2022年11月10日の乾杯、おじさんとおねえさんが久しぶりに直接会って食事をしながらの会話。
全国旅行支援を利用して大阪・京都を旅して演劇や落語を観たおじさんと、映画を楽しんだおねえさんがワインと肉料理に舌鼓を打ちながら語り合います。

👨演劇のおじさんと
👩おねえさんです。こんばんは
👨こんばんは。今日はこんばんはというには少し早い時間なのですけれど。
👩そういえばそうですね。
👨私が関西を旅行してきたので、そのおみやげをおねえさんに渡すということで都内某所で食事をして、お話をしています。
👩はい、ありがとうございます。
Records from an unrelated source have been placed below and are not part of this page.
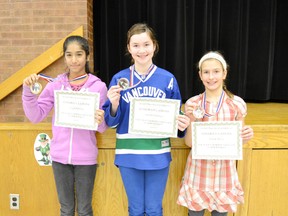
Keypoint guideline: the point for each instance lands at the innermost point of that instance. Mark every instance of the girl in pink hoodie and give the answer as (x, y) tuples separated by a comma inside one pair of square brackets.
[(73, 151)]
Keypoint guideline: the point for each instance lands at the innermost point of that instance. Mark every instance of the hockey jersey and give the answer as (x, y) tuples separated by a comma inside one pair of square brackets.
[(141, 151)]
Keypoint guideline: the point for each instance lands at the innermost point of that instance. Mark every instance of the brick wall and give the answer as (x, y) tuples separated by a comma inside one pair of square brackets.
[(28, 28)]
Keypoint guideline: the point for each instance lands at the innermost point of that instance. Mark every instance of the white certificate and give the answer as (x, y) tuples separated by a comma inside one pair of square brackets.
[(75, 109), (217, 140), (154, 116)]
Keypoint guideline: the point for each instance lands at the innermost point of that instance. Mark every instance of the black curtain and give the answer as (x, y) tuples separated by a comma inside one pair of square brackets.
[(252, 35)]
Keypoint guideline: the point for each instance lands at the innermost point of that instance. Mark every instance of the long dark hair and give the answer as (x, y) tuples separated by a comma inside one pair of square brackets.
[(83, 43)]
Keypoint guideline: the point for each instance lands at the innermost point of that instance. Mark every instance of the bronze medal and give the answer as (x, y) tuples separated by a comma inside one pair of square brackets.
[(123, 83)]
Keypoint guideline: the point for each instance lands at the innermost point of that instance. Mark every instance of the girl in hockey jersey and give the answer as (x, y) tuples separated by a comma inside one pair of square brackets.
[(73, 151), (143, 161), (213, 184)]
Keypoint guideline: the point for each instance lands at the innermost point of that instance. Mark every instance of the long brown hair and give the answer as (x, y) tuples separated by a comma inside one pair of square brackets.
[(139, 28)]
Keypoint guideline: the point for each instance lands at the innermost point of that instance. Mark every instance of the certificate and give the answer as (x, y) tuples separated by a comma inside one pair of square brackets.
[(154, 117), (75, 109), (217, 140)]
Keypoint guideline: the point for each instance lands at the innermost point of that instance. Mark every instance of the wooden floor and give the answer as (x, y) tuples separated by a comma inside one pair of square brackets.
[(267, 114)]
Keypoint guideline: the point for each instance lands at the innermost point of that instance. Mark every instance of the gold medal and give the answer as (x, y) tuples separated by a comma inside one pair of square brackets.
[(199, 112), (36, 88), (123, 83)]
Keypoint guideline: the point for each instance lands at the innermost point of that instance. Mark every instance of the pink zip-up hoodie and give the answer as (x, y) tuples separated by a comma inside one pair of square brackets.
[(68, 145)]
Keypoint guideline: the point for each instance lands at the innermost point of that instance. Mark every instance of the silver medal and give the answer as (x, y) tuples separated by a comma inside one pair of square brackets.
[(123, 83), (199, 112)]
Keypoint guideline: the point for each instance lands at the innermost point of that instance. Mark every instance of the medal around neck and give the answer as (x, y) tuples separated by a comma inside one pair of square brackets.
[(199, 112), (123, 83), (36, 88)]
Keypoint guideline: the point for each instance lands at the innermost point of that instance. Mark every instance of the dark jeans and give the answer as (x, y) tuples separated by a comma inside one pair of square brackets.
[(74, 182), (201, 213)]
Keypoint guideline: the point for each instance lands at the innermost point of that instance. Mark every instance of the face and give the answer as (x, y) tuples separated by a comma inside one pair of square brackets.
[(141, 48), (75, 58), (212, 74)]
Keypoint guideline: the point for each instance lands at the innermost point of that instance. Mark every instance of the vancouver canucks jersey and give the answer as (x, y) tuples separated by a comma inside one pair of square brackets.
[(140, 151)]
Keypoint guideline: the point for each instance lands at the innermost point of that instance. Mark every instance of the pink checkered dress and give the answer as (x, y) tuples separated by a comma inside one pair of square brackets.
[(213, 184)]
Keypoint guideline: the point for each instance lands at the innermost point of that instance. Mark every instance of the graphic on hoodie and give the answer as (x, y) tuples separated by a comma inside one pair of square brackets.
[(42, 150)]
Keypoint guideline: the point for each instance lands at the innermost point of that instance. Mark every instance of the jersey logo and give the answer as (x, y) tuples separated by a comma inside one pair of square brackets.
[(170, 86)]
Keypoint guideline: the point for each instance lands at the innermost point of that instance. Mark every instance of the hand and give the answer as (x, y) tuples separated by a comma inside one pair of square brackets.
[(247, 133), (188, 109), (183, 122), (99, 116), (114, 95), (30, 80)]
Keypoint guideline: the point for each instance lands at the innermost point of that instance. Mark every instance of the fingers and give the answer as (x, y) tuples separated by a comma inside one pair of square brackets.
[(247, 133), (189, 107), (99, 116), (30, 80), (114, 94), (183, 122)]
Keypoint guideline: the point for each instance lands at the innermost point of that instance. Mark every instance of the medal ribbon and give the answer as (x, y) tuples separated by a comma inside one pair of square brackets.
[(132, 70), (78, 78), (218, 106), (47, 78), (50, 79)]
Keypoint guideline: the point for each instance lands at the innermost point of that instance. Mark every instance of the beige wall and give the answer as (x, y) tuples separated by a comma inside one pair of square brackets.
[(28, 28)]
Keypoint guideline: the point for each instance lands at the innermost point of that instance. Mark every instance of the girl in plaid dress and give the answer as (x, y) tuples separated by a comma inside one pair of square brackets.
[(213, 184)]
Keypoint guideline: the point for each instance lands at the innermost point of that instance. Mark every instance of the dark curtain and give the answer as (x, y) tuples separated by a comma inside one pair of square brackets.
[(252, 35)]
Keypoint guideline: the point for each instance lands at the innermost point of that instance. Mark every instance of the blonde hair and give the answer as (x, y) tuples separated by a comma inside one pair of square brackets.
[(139, 28)]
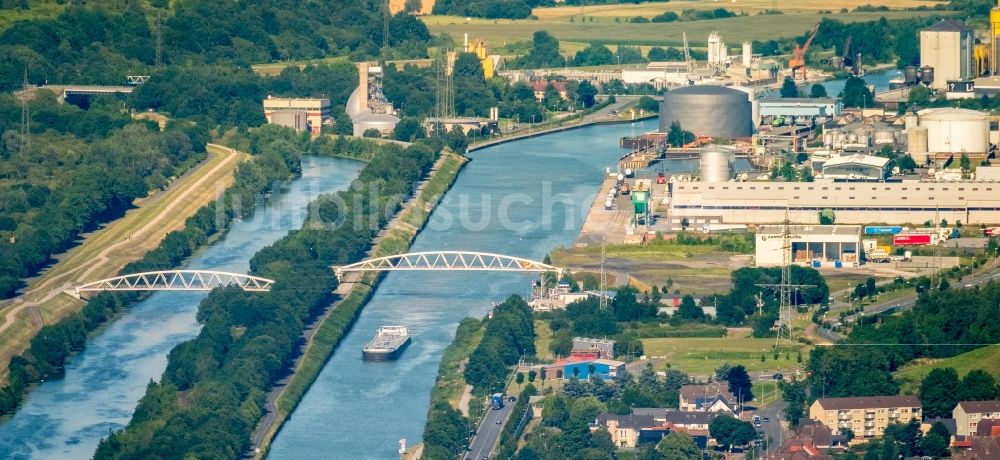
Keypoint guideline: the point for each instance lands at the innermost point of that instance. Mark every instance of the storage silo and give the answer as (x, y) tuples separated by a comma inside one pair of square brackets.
[(707, 110), (956, 131), (384, 123), (916, 144), (716, 164)]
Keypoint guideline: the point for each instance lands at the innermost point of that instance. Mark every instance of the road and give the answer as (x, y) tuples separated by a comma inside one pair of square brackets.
[(489, 432), (774, 432), (905, 303)]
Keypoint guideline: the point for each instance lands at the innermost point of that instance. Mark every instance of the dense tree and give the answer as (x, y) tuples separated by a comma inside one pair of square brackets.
[(730, 432), (585, 93), (678, 446), (740, 383), (857, 94)]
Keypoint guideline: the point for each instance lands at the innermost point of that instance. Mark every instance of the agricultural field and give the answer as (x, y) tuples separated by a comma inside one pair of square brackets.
[(986, 358), (575, 35), (701, 356), (751, 7)]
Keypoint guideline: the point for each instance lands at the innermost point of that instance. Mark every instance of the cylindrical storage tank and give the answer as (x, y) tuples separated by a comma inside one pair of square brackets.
[(384, 123), (916, 144), (884, 137), (956, 131), (716, 164), (705, 110), (927, 75)]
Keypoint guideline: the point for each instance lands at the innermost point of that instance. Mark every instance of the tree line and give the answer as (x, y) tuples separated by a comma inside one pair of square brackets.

大阪ですよね、どのくらい行かれていたのですか。
👨大阪は2泊しましたね。その後京都にも行きました。大阪ではお芝居と天満天神繁昌亭で落語を聴いてきました。落語は笑福亭由瓶・桂米紫さんの二人会で。

天満天神繁昌亭


👩ほう。
👨やっぱり上方落語を噺家さんのホームで聴くという機会があまりないしね。開口一番の小文三さんの『延陽伯』、由瓶師匠の『くっしゃみ講釈』『網打ち』、米紫師匠の『不精床』『まめだ』と五席それぞれにいろいろにおもしろかったです。米紫師匠は定期的に東京にも来られているので、また拝見するのが楽しみ。
👩なるほど。
👨あとはindependent theatre1と2の両方でお芝居を観たりとか。
👩へぇ。
👨大阪メトロの1日乗車券を使いまくってね。大阪って休日の一日乗車券が600円なのですよ。だから3回乗り降りすると元がとれてしまう。初日は新大阪で1日乗車券を買って、ホテルに寄ってから劇場を往復して、ちょっと寄り道をしてご飯を食べてしっかりとペイしたし、2日目は平日だったけれど一日乗車券は800円だったから、朝天王寺で用事を済ませて、恵比須町の劇場に行って、南森町から繁昌亭にいって、それでも元が取れた。
👩うふふ。一日乗車券も便利よね。
👨うん。それを利用して、少し早めにホテルを出て、天神橋筋商店街をぶらついて、たこ焼きを食べてから劇場にいくなんてことも出来たしね。
👩うん。
👨そうやってしっかりと動いた値打ちもあったしね。観たものは落語もそうだけれど、お芝居も本当に面白かった。
👩うんうん。
👨関西のお芝居ってね、観る側の意識にないところでも何かが絶対に違っているんだよね、東京のお芝居と。
👩うん、絶対に違う。

👨うわぁ、エビときのこのアヒージョだ。
👩今ね、感染症対策もあって、どんとパンを浸けて食べるというのがちょっと寂しいですが。お皿に取り分けてパンを浸けるというのがね。でも安全第一で。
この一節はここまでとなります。